Supplied Editorial An Equinix data centre built by FDC

An Equinix data centre in Melbourne built by FDC.

Melbourne is rising up to challenge Sydney’s data centre market, with a new report finding nearly 75 per cent of all new projects are being built in the Victorian capital.

Of the 183,000sq m of data centre projects under construction, Melbourne has the lion’s share as developers struggle to find available land and energy supply capable of powering the energy-heavy sites, according to a new report from consulting firm M3 Property.

The analysis found that over the next decade, data centres in the nation’s capital, Canberra, and the Queensland capital of Brisbane are also expected to swell in numbers, with big implications for players ranging from the Goodman Group to AirTrunk.

M3 Property national director of specialised assets James Ruben said that while Sydney had a stronghold on the data centre market, its growth was more coincidental than anything else.

“Sydney has taken off, which is probably more luck than anything else,” Mr Ruben said.

“But I would envisage that in due course, really the location of these things will probably be driven by two things; access to power and cost of land.”

Mr Ruben said he wouldn’t be surprised if eventually, data centre towns existed, where the primary industry was maintaining the assets and their connectivity.

“The thing with data centres is that they’re not tied locationally to anywhere in particular,” he said.

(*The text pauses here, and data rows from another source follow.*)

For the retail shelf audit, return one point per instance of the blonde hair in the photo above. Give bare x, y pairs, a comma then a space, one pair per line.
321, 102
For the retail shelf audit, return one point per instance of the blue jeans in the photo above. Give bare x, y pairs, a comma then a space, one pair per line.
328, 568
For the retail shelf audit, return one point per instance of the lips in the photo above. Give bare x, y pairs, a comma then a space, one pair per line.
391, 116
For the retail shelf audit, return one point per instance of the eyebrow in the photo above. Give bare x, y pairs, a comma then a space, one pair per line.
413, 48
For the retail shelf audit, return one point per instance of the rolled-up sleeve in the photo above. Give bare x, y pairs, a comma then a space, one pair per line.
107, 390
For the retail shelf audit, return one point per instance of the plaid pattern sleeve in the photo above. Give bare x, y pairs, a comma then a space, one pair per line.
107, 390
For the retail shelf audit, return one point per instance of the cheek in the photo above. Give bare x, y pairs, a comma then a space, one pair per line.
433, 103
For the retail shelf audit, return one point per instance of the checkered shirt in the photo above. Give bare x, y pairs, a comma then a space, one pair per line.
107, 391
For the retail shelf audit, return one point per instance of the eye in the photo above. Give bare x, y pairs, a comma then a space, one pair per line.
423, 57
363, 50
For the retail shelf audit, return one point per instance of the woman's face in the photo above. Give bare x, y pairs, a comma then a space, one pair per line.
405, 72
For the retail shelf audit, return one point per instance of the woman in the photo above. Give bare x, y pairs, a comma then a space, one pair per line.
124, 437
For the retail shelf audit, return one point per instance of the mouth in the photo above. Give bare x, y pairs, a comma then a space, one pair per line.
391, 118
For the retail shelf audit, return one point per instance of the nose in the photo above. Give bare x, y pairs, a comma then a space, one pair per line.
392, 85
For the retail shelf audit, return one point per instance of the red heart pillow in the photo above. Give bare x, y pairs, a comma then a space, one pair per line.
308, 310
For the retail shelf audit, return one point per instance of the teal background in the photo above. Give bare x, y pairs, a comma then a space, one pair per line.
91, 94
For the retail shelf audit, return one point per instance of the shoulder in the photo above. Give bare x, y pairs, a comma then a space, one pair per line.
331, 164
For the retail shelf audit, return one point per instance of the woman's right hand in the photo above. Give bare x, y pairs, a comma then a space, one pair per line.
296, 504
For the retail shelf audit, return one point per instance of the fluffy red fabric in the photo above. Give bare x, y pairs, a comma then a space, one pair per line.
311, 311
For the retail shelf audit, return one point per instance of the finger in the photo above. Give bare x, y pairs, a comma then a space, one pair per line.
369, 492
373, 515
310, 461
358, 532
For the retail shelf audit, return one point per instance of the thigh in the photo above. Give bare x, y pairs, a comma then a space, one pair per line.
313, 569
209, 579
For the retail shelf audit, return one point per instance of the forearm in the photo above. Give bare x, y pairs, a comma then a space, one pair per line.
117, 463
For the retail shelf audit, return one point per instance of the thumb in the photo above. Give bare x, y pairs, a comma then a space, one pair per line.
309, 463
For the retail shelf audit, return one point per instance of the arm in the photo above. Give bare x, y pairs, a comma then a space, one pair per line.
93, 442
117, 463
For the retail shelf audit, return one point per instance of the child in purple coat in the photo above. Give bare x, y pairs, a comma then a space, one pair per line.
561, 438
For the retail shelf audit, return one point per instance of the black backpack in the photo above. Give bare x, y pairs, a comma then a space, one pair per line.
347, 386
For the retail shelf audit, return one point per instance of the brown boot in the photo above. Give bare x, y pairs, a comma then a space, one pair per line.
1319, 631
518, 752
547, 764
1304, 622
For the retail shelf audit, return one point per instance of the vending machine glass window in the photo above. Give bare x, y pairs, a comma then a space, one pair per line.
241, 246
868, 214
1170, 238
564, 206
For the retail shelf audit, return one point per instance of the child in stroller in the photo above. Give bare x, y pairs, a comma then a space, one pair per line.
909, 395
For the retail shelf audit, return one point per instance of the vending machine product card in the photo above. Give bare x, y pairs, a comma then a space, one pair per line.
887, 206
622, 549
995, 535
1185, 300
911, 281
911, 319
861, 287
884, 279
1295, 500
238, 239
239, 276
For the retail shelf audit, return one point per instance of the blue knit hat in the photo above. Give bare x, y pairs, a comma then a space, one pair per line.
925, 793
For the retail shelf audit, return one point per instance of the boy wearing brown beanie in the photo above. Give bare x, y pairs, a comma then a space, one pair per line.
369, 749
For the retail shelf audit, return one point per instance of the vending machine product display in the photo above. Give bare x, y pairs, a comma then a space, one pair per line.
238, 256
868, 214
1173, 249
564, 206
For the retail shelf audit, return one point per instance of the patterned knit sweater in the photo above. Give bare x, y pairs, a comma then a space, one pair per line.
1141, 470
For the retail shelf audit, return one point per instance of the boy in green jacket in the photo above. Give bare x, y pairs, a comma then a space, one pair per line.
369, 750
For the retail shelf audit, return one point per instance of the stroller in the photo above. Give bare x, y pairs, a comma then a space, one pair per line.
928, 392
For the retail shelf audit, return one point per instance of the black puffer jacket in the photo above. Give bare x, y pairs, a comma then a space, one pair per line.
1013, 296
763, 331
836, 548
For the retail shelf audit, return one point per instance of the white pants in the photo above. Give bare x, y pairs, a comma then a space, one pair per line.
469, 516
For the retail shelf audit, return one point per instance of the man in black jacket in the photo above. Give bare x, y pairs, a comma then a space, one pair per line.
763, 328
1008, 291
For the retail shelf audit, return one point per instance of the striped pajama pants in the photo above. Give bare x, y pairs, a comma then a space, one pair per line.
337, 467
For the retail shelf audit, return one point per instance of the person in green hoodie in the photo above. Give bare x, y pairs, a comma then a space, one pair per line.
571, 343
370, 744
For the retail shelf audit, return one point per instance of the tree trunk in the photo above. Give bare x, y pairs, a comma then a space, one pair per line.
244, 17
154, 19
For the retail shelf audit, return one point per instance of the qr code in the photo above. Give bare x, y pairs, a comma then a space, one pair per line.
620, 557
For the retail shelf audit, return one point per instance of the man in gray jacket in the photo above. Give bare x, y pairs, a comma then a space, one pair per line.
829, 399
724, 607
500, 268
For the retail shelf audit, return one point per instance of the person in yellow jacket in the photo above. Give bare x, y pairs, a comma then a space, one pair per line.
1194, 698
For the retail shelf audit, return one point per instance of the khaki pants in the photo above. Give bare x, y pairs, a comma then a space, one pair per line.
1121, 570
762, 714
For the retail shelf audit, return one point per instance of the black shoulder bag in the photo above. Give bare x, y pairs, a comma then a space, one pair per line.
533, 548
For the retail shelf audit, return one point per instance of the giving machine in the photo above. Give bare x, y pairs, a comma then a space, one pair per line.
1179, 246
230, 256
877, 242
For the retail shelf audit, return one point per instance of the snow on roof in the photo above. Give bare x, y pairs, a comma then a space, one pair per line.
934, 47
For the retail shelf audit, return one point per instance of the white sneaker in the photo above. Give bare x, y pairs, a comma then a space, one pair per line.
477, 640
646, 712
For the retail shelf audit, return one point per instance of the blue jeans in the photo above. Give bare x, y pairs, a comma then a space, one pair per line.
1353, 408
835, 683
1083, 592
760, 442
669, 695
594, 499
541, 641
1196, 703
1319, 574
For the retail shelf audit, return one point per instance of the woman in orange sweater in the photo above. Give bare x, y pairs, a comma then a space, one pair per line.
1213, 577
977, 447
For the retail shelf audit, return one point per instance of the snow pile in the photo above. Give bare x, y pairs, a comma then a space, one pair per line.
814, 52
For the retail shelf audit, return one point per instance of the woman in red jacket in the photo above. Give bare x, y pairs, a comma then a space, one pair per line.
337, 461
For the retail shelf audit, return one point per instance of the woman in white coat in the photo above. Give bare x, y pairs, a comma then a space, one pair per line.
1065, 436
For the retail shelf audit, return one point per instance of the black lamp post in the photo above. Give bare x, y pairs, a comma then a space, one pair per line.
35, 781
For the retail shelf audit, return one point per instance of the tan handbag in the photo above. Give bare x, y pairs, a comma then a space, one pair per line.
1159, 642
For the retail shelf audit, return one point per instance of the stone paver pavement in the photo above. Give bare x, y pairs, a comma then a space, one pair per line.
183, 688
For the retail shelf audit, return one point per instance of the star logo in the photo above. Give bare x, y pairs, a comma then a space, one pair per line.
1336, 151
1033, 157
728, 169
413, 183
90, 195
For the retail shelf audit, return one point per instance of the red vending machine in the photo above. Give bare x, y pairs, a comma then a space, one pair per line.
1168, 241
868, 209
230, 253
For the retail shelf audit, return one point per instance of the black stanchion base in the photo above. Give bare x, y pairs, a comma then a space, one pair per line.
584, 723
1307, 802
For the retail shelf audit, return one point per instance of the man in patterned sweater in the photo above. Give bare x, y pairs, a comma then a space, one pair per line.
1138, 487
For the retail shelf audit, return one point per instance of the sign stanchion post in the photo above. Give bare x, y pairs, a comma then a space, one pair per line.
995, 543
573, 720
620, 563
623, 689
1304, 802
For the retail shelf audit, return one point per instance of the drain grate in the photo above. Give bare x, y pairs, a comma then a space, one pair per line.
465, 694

“Really, the only constraints are like availability of land and access to power.

“A lot of data centres duplicate their data in different locations for risk management purposes. They can locate in Melbourne if it’s economically sensible to do, but the same centre can easily be located in any city really.”

On Melbourne’s data centre growth, Mr Ruben said while he predicted some minor changes to future sites, there wouldn’t be a remarkable difference.

“You’d expect some kind of uplift, but data centres for the large part don’t have customers arriving there, so it’s not like having a shopping centre with people coming and going every day,” he said.

“Obviously there are operational staff, but it’s probably more akin to an intensive sort of industrial site.”

M3 Property believes that over the next decade, property investors will consider data centres to be as important as other key sectors.

“Really the data centre market is on track to become, in due course, probably as big as any other sector,” Mr Ruben said.

“We’re kind of right at the beginning where it’s still only a select group of investors looking at these things. It’s still on the fringes and considered by a lot of people still as an alternative asset, but 10 years from now, that won’t be the case and it’ll be as core as office or industrial.”